How Do I Replace a Hard Drive?

Replacing a desktop, laptop, or tablet hard drive is easy

You'll need to replace the hard drive in your computer for one of two reasons: either your current drive has experienced a hardware failure and needs replaced, or you want to upgrade your primary hard drive for increased speed or capacity.

Replacing a hard drive is a pretty easy task that anyone can complete with a little help. In other words, don't worry—you can do this!

You might not really need to replace your hard drive if it's just a storage capacity issue that you're having. See the section at the very bottom of this page for more information.

How Do I Replace a Hard Drive?

Four illustrations depicting the process of replacing a hard drive.
Maritsa Patrinos @Lifewire

To replace a hard drive, you'll need to back up any data you want to keep, uninstall the old hard drive, install the new hard drive, and then restore the backed up data.

Here's a bit more on the three required steps:

  1. Backing up the data you want to keep is the most important step in this process! The hard drive isn't the valuable thing—it's the priceless files you've created and collected over the years.

    Creating a backup could mean something as simple as copying files you want over to a large flash drive or other storage you're not using. Better yet, if you're not backing up regularly already, use this as an opportunity to start with a cloud backup service, so you never even run the chance of losing a file again.

  2. Uninstalling the existing hard drive is easy. Make sure your computer is turned off and then disconnect the hard drive and physically remove it.

    The details here depend on the type of computer you have, but in general, this means removing data and power cables or sliding the hard drive out from the bay that it's installed into.

  3. Installing the new hard drive is as simple as reversing the steps you took to uninstall the one you're replacing! Secure the drive where the old one was before, and then reconnect the same power and data cables.

  4. Once your computer is back on, it's time to format the hard drive, so it's ready to store files. Once that's done, copy the data you backed up to the new drive, and you're set!

Need a Walkthrough?

Below are links to illustrated guides that will walk you through the hard drive replacement process. The specific steps necessary to replace a hard drive differ depending on the type of hard drive you're replacing:

A PATA hard drive (formerly known as an IDE hard drive) is the older style hard drive with the 40 or 80 pin cables. A SATA hard drive is the newer style hard drive with the thin 7-pin cables.

Are you replacing your primary hard drive that the operating system is installed on? If so, we highly recommend that you start fresh on your new hard drive with a clean installation of Windows, versus copying the entire contents of the old drive to the new one.

A Clean Windows Install Is Usually Best

A fresh install of Windows will avoid any problems of data corruption or other software related issues that might have been present on your original hard drive. Yes, there are tools and programs that can "migrate" or "move" your OS and data from one drive to another, but the clean install and manual data restore method is usually the safer bet.
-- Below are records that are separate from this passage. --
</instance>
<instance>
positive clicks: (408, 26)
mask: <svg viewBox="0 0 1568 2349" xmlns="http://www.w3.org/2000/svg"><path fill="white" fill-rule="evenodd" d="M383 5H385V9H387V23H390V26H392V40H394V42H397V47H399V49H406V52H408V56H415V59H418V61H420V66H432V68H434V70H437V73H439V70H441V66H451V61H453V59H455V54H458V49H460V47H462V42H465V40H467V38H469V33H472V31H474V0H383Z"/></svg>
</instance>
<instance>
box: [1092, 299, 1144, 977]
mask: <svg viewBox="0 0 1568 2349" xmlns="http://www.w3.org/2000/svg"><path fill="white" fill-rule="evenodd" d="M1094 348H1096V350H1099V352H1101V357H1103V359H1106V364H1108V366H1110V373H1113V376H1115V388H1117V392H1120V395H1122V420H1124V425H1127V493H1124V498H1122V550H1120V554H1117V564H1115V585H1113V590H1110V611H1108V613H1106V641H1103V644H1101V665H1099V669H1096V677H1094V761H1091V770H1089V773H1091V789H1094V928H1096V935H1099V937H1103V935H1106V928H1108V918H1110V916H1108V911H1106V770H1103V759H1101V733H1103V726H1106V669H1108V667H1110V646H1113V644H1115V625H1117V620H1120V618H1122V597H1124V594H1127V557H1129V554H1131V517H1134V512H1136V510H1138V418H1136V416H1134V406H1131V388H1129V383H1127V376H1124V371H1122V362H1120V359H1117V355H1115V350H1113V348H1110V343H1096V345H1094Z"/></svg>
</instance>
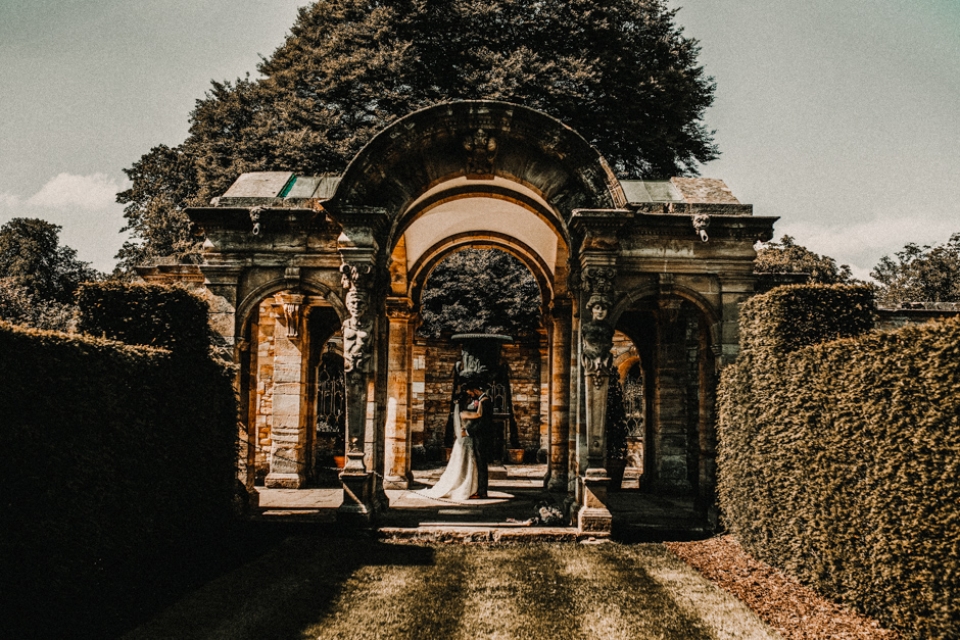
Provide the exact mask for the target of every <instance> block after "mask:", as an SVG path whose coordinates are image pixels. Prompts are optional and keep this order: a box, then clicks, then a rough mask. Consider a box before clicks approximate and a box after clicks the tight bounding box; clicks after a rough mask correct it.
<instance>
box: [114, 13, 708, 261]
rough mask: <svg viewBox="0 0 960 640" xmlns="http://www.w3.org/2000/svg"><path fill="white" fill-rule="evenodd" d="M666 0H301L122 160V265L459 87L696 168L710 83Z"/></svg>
mask: <svg viewBox="0 0 960 640" xmlns="http://www.w3.org/2000/svg"><path fill="white" fill-rule="evenodd" d="M675 13H676V11H675V10H671V9H668V8H667V3H666V2H664V1H663V0H611V1H608V2H601V3H598V2H587V1H585V0H533V1H531V0H487V1H486V2H474V1H473V0H320V1H319V2H316V3H313V4H311V5H309V6H306V7H304V8H302V9H301V10H300V13H299V16H298V17H297V20H296V23H295V24H294V25H293V27H292V28H291V30H290V35H289V37H288V38H287V40H286V42H284V43H283V45H282V46H280V47H279V48H278V49H277V50H276V51H275V52H274V53H273V55H271V56H269V57H268V58H266V59H264V60H263V62H262V63H261V64H260V67H259V71H260V73H261V74H263V77H262V78H257V79H251V78H250V77H247V78H243V79H238V80H236V81H235V82H222V83H221V82H214V83H213V85H212V87H211V89H210V91H209V92H208V94H207V95H206V96H205V97H204V98H203V99H201V100H199V101H198V102H197V105H196V108H195V109H194V111H193V113H192V114H191V118H190V120H191V127H190V135H189V137H188V138H187V139H186V140H185V141H184V142H183V143H182V144H180V145H178V146H176V147H173V148H171V147H168V146H164V145H161V146H157V147H155V148H154V149H152V150H150V151H149V152H148V153H147V154H145V155H144V156H143V157H142V158H140V160H139V161H137V162H136V163H135V164H134V165H133V167H131V168H130V169H127V170H126V173H127V175H128V176H129V178H130V180H131V181H132V183H133V184H132V186H131V188H130V189H128V190H126V191H124V192H122V193H120V194H119V195H118V202H120V203H122V204H125V205H127V207H126V209H125V213H124V215H125V216H126V218H127V221H128V224H127V228H128V229H129V230H130V231H132V233H133V237H134V241H133V242H131V243H129V244H128V245H126V246H125V247H124V249H123V251H122V252H121V254H120V256H119V257H120V258H121V262H122V264H123V265H125V266H128V267H129V266H132V265H134V264H136V263H137V261H140V260H143V259H145V258H149V257H151V256H165V255H177V256H179V257H181V258H183V259H185V260H189V259H190V258H191V257H192V256H193V255H195V254H196V246H197V245H196V243H195V242H193V243H191V242H190V233H189V225H188V223H187V221H186V218H185V216H184V215H183V213H182V211H183V209H184V208H185V207H188V206H198V205H206V204H207V203H208V202H209V200H210V198H212V197H215V196H219V195H222V194H223V192H224V191H225V190H226V189H227V188H228V187H229V185H230V184H231V183H232V182H233V181H234V180H236V178H237V177H238V176H239V175H240V174H241V173H243V172H245V171H269V170H274V171H279V170H282V171H293V172H295V173H297V174H300V175H320V174H325V173H333V174H339V173H341V172H342V171H343V170H344V168H345V167H346V166H347V163H348V162H349V161H350V159H351V158H353V157H354V156H355V155H356V153H357V152H358V151H359V150H360V149H361V148H362V147H363V146H364V145H365V144H366V143H367V142H369V141H370V139H371V138H372V137H373V136H374V135H375V134H376V133H378V132H379V131H381V130H382V129H383V128H384V127H385V126H387V125H388V124H390V123H391V122H393V121H395V120H397V119H398V118H400V117H402V116H404V115H407V114H409V113H411V112H413V111H416V110H418V109H421V108H424V107H428V106H431V105H434V104H438V103H441V102H447V101H453V100H464V99H466V100H476V99H493V100H504V101H508V102H515V103H518V104H522V105H524V106H527V107H531V108H534V109H539V110H542V111H545V112H546V113H549V114H551V115H553V116H555V117H557V118H559V119H560V120H562V121H563V122H564V123H566V124H568V125H570V126H572V127H573V128H574V129H576V130H577V131H578V132H580V133H581V134H582V135H583V136H584V137H586V139H587V140H588V141H589V142H591V143H592V144H594V145H595V146H596V147H597V149H599V151H600V152H601V153H602V154H603V155H604V156H605V157H606V158H607V160H608V161H609V162H610V163H611V165H612V167H613V169H614V171H615V172H616V173H617V174H618V175H620V176H621V177H624V178H637V177H661V178H662V177H670V176H674V175H696V173H697V170H698V167H699V165H700V164H701V163H704V162H708V161H709V160H712V159H714V158H716V157H717V155H718V152H717V149H716V146H715V145H714V143H713V133H712V132H711V131H709V130H707V129H706V128H705V127H704V125H703V114H704V111H705V109H706V108H707V107H709V106H710V104H711V103H712V102H713V94H714V84H713V81H712V79H711V78H709V77H707V76H706V75H705V74H704V72H703V69H702V67H700V66H699V65H698V62H697V56H698V54H699V46H698V43H697V41H696V40H693V39H691V38H687V37H685V36H684V35H683V33H682V30H681V29H680V28H679V27H678V26H677V25H676V24H675V21H674V16H675Z"/></svg>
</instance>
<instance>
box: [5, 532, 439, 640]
mask: <svg viewBox="0 0 960 640" xmlns="http://www.w3.org/2000/svg"><path fill="white" fill-rule="evenodd" d="M432 563H433V551H432V550H431V549H428V548H424V547H415V546H400V547H397V546H391V545H386V544H383V543H380V542H377V541H376V540H374V539H372V538H370V537H366V536H362V535H358V536H355V537H337V536H326V535H318V533H317V530H316V526H315V525H310V524H305V523H293V524H290V523H272V522H271V523H258V522H246V523H243V524H242V525H238V526H237V528H236V529H234V530H233V531H231V532H230V533H229V534H228V535H225V536H224V537H223V538H222V539H220V540H217V541H213V542H209V541H208V542H206V543H199V542H198V543H197V544H191V545H184V546H183V547H180V548H178V549H173V550H168V551H167V552H166V553H164V554H162V556H160V557H158V558H156V560H155V561H154V562H152V563H150V564H149V565H142V566H137V567H124V568H117V569H114V570H110V571H105V572H104V577H103V580H102V581H101V582H100V583H99V584H97V585H95V586H93V587H92V588H91V589H85V590H84V593H65V594H52V593H51V594H44V593H36V592H20V591H18V590H17V588H16V585H11V584H8V583H7V581H6V580H4V581H3V583H4V584H3V585H2V590H3V595H2V601H3V602H2V608H3V612H2V613H0V616H2V618H0V633H2V636H3V637H9V638H14V637H15V638H23V639H29V638H52V637H56V638H58V639H64V638H117V637H121V636H124V634H129V637H131V638H171V637H176V638H180V639H184V640H187V639H190V638H212V637H225V638H227V637H229V638H241V637H249V638H265V637H269V638H277V639H278V640H283V639H285V638H290V639H291V640H292V639H294V638H297V639H299V638H301V637H302V632H303V629H305V628H306V627H308V626H310V625H311V624H314V623H316V622H317V621H318V620H319V619H321V618H322V617H323V616H324V615H325V614H326V613H327V612H328V611H329V608H330V605H331V604H332V603H333V602H334V601H335V600H336V598H337V596H339V594H340V592H341V590H342V586H343V583H344V582H345V581H346V580H347V579H349V577H350V576H351V575H352V574H353V573H354V572H355V571H356V570H357V569H359V568H360V567H364V566H376V565H380V564H384V565H430V564H432ZM187 594H191V597H190V598H189V602H188V603H187V604H186V606H174V605H175V603H177V602H178V601H180V600H181V599H183V598H184V596H186V595H187ZM167 610H169V611H167ZM164 611H167V613H166V614H164V616H161V622H160V624H158V625H151V624H145V623H147V622H148V621H150V620H152V619H154V618H156V617H157V616H159V615H160V614H161V613H162V612H164ZM141 625H143V626H141ZM138 627H139V628H138ZM233 630H236V632H234V631H233ZM124 637H127V636H124Z"/></svg>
You can even think of the migration process to a new hard drive as a great opportunity to start fresh with a new operating system like Windows 11, something that you might have been putting off because you didn't want to erase and restore all your data.

Considerations Before You Replace Your Hard Drive

If your hard drive is failing or has already failed, or you need more space in your primary hard drive, then replacing it makes sense. However, for hard drives that are simply running out of space, upgrading to a newer one might be an overkill.

Take Out the Garbage

Hard drives that are running low on available storage space can usually be cleaned up to make room for anything else you want to put on them. If Windows reports low disk space, use a free disk space analyzer tool to see where, exactly, all the biggest files are located and delete or move whatever makes sense.

Often, you can do something as simple as delete temporary files that programs or Windows creates but doesn't discard when done with them. Even emptying the Recycle Bin can, in some cases, free up gigabytes of data in just a few seconds.

Add a Drive

If you're looking to simply add hard drive capacity to your computer, or you need a place to store the big files you don't need on your primary drive, consider using an external hard drive or installing a second hard drive, assuming you have a desktop and there's physically room for it.

Another option is to offload large and rarely used files to a cloud storage service. Using one is similar to using a second hard drive, but it's remote (stored in the cloud) and therefore arguably safer, at least from local damage.